Il Museo archeologico di Kephaloidion presso Himera (parte I)

ritratto di Nicola Pizzillo

Versione stampabile

Come il sole spuntò, Serse versando libagioni nel mare da una coppa d’oro rivolse al sole la preghiera che non gli capitasse alcun evento tale da farlo desistere dall’assoggettare l’Europa prima di averne raggiunto i confini. (Erodoto, Storie, VII, 54, 2)

Stimolato dal manifesto pubblicitario che recava la suddetta citazione, domenica scorsa mi sono recato in visita all’Antiquarium di Himera per ammirare il capolavoro di età ellenistica denominato Phiale Aurea (v. foto), ossia quella coppa d’oro, finemente cesellata, rinvenuta casualmente nel territorio di Caltavuro nel 1980.
La sua storia è stata molto travagliata, difatti venne venduta clandestinamente all’estero ed è ritornata in Sicilia nel 1999, a seguito dell’azione investigativa dei Carabinieri e della Procura della Repubblica di Termini Imerese, a cui ha collaborato anche il nostro concittadino Frank Di Maio.
Per chi volesse approfondire l’argomento ecco il link al sito della Pro Loco Caltavuturo:
http://prolococaltavuturo.it/index.php?option=com_content&view=article&i...

Consiglio a tutti di farvi un salto, sono appena 15 minuti d’auto, anche perché in questo Museo (sito in loc. Buonfornello SS.113 Km.206), ben tenuto ed organizzato, potrete osservare, oltre ai numerosi ritrovamenti dell’antica colonia greca di Himera, tanti reperti archeologici, ellenistici e romani, scoperti nella nostra città dalle diverse campagne di scavo condotte dall’archeologo Amedeo Tullio, un’altra parte sono invece ospitati al museo Mandralisca.

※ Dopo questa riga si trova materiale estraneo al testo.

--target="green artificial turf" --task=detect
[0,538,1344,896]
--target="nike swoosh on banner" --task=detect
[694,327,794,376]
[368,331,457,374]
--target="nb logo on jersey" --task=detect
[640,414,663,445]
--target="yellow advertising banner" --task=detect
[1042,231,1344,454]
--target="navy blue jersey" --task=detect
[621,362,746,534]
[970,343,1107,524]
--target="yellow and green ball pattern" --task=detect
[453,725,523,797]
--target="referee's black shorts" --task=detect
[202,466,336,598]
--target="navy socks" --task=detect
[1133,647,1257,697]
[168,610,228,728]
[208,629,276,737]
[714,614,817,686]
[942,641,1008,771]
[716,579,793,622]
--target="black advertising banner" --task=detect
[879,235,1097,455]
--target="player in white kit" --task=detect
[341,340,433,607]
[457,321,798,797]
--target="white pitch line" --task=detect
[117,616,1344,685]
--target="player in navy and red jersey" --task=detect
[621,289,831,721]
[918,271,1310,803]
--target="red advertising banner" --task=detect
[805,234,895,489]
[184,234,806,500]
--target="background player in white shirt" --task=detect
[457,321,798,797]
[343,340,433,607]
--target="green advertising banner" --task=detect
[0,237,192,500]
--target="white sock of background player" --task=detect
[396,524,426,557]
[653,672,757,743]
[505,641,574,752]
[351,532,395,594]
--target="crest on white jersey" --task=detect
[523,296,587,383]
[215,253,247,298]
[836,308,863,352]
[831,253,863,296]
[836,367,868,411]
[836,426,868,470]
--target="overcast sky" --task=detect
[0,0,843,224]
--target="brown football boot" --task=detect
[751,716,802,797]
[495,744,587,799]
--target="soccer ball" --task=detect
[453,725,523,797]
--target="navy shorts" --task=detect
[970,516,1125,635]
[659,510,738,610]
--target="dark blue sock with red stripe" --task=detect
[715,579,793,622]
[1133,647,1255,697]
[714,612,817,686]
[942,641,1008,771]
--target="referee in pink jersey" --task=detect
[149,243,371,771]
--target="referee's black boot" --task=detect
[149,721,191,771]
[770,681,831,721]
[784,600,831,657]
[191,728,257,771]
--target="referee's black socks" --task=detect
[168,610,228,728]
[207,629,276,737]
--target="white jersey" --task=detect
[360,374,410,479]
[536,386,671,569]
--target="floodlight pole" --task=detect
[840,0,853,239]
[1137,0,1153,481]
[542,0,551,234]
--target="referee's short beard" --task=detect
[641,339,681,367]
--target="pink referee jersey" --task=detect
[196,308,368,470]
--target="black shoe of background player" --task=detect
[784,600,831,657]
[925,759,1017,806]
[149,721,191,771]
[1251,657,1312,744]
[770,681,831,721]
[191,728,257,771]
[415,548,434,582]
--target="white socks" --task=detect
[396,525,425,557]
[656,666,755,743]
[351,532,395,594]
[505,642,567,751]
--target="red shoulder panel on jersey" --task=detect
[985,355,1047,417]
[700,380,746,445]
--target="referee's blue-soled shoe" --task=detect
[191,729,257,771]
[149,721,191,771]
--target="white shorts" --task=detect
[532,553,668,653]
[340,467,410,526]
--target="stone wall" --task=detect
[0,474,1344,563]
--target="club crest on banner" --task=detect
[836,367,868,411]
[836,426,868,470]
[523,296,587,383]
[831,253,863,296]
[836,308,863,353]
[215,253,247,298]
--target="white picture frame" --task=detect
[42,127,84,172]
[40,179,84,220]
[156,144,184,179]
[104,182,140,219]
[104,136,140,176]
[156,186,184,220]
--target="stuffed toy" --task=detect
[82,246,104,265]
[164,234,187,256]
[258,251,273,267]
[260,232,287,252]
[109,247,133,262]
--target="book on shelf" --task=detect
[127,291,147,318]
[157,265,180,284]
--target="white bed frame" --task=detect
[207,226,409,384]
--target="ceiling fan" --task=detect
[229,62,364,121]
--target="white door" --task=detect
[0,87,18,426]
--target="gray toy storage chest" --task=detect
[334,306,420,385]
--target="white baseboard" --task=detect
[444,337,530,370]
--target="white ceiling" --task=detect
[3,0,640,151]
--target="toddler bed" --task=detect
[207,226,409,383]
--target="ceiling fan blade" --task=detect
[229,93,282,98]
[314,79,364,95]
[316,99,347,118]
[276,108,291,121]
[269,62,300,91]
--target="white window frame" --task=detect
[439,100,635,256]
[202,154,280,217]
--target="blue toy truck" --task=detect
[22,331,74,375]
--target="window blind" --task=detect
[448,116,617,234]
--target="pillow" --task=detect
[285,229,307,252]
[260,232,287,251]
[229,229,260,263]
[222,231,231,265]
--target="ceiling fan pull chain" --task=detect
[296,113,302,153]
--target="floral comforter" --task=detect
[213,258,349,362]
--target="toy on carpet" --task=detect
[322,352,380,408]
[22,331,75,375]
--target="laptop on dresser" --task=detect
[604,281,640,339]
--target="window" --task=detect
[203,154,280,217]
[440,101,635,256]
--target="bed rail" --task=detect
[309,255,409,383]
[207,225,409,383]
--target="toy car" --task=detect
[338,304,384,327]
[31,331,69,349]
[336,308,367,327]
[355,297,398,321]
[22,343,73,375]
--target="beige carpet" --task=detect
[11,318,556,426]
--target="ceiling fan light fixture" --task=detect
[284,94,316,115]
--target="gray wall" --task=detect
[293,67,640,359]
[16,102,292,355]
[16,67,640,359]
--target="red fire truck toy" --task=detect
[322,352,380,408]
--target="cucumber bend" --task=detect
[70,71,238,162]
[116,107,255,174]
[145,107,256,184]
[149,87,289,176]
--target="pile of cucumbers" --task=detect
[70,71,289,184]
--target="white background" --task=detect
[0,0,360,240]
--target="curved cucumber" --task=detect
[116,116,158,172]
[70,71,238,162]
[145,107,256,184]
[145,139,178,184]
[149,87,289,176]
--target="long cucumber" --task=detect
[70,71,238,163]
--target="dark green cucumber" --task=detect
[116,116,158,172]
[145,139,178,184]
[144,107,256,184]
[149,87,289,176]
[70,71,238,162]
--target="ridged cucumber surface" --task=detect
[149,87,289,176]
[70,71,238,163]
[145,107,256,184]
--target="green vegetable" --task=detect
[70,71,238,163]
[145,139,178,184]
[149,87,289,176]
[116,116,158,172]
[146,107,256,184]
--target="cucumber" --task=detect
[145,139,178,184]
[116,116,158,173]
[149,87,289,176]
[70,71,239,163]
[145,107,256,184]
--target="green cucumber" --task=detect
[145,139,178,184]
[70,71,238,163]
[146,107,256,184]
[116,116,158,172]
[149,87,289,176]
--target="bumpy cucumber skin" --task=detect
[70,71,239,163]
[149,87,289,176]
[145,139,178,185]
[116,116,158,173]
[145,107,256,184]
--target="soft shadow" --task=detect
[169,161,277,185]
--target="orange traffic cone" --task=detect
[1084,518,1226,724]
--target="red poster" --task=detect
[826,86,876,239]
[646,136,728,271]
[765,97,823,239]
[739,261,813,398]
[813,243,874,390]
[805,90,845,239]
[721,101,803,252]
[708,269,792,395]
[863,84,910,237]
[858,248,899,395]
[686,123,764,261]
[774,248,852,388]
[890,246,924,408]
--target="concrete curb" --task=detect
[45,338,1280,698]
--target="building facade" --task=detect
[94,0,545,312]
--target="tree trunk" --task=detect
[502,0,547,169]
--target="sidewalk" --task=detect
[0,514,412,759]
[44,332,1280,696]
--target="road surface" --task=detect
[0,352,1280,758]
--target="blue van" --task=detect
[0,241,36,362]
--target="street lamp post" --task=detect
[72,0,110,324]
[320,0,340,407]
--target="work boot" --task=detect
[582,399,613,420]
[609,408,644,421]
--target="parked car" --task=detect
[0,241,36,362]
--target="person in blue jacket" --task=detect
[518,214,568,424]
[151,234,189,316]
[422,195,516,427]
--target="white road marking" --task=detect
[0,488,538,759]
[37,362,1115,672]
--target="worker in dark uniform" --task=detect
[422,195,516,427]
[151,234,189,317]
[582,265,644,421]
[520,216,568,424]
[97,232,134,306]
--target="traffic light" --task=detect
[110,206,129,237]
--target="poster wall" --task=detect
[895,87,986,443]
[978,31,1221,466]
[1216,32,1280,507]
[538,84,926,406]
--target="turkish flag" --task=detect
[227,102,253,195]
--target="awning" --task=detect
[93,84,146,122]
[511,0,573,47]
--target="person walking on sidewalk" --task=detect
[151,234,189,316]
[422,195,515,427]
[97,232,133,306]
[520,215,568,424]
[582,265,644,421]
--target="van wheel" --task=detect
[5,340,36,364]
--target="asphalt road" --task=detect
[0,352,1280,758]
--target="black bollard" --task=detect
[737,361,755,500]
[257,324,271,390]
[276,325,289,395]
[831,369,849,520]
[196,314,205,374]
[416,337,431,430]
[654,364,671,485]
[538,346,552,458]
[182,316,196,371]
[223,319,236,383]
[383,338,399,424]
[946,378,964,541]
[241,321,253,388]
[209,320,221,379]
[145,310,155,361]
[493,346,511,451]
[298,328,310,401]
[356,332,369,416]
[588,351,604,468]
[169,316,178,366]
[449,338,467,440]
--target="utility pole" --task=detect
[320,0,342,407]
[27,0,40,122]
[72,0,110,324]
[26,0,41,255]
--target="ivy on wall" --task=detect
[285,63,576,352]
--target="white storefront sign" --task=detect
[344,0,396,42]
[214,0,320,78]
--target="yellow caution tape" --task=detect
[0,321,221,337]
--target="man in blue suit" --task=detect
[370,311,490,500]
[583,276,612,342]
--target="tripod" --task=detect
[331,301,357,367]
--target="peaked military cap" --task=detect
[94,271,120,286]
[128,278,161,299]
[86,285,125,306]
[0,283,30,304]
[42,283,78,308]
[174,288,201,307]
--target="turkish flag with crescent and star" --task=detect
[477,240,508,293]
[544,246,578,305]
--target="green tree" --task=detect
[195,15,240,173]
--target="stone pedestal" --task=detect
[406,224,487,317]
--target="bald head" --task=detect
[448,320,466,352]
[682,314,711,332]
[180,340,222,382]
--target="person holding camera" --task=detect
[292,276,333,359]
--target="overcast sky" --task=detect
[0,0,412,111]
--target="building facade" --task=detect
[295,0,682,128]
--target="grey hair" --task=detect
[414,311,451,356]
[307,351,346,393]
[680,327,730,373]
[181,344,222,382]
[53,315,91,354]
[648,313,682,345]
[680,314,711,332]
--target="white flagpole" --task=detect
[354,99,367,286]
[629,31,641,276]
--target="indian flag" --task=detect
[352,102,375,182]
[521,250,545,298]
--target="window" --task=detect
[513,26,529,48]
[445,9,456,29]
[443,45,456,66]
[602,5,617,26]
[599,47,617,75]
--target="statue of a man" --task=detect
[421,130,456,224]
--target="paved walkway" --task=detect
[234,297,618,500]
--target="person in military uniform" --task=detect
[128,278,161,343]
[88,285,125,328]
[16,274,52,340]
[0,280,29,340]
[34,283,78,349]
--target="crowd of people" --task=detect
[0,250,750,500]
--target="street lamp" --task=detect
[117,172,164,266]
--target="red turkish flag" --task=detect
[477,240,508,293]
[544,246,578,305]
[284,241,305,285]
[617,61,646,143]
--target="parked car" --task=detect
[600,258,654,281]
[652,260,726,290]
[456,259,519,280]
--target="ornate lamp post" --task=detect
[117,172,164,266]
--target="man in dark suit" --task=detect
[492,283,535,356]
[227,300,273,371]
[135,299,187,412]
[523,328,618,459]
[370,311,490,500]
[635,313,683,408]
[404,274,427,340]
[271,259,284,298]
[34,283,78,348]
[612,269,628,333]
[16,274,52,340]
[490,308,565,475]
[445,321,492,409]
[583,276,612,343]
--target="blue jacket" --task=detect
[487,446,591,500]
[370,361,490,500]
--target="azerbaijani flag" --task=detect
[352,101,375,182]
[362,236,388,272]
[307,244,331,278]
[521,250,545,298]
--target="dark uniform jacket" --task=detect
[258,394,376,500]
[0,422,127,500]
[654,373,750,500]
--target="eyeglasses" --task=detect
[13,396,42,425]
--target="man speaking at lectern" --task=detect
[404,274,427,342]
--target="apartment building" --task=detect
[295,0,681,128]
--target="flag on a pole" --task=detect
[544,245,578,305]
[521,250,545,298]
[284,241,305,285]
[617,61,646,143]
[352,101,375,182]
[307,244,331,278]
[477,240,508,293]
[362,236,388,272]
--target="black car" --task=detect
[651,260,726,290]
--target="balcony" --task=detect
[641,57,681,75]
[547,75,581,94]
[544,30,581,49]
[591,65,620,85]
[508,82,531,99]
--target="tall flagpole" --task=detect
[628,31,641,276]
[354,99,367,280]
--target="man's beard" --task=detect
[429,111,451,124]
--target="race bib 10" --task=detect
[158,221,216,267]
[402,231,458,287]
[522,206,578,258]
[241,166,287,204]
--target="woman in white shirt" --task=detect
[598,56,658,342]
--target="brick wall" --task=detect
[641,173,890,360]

Di seguito la didascalia di uno di questi nostri tesori, gli altri per lunghezza del testo esplicativo necessitano di una pubblicazione autonoma.

LA VILLA ROMANA DI SETTEFRATI

spiaggia_settefrati.jpg

Posta in una splendida posizione panoramica, su un costone a strapiombo sul mare, pochi chilometri ad ovest di Cefalù, la Villa di Settefrati costituisce un bell’esempio di villa maritima, ossia di residenza padronale costruita a diretto contatto del mare. Purtroppo, l’erosione del costone, sulla sottostante spiaggia e i lavori agricoli hanno determinato nei secoli la quasi completa distruzione delle strutture della villa; tuttavia, la presenza di mosaici e di marmi policromi destinati alle decorazioni delle pareti, testimoniano di un edificio realizzato con cura e di discreto lusso. Le prime tracce di occupazione del sito, con probabile presenza di costruzioni, sono databili già in età ellenistica, tra fine IV e III sec. A.C. Ma è tra la fine del III ed i primi decenni del I sec. D.C. che la villa venne integralmente ristrutturata ed arricchita, anche con l’impiego di mosaici oggi quasi del tutto perduti. In un grande ambiente, quasi interamente franato sulla spiaggia, fu scoperto il lembo di mosaico policromo qui esposto (museo Himera n.d.r.). Lo schema decorativo, di tipo geometrico, è costituito da stelle ad otto punte, formate da quadrati incastrati ed affiancati da losanghe, che determinano a loro volta altri quadrati. Gli spazi che ne risultano sono decorati con motivi sempre diversi : pesci, una svastica, una pianta (probabilmente un carciofo), un cestino con fichi ed intorno grappoli d’uva. Il mosaico rientra nella grande tradizione dei mosaici africani, che trovò ampia diffusione in tante ville siciliane di età medio imperiale, tra cui un posto privilegiato merita quella del Casale di Piazza Armerina.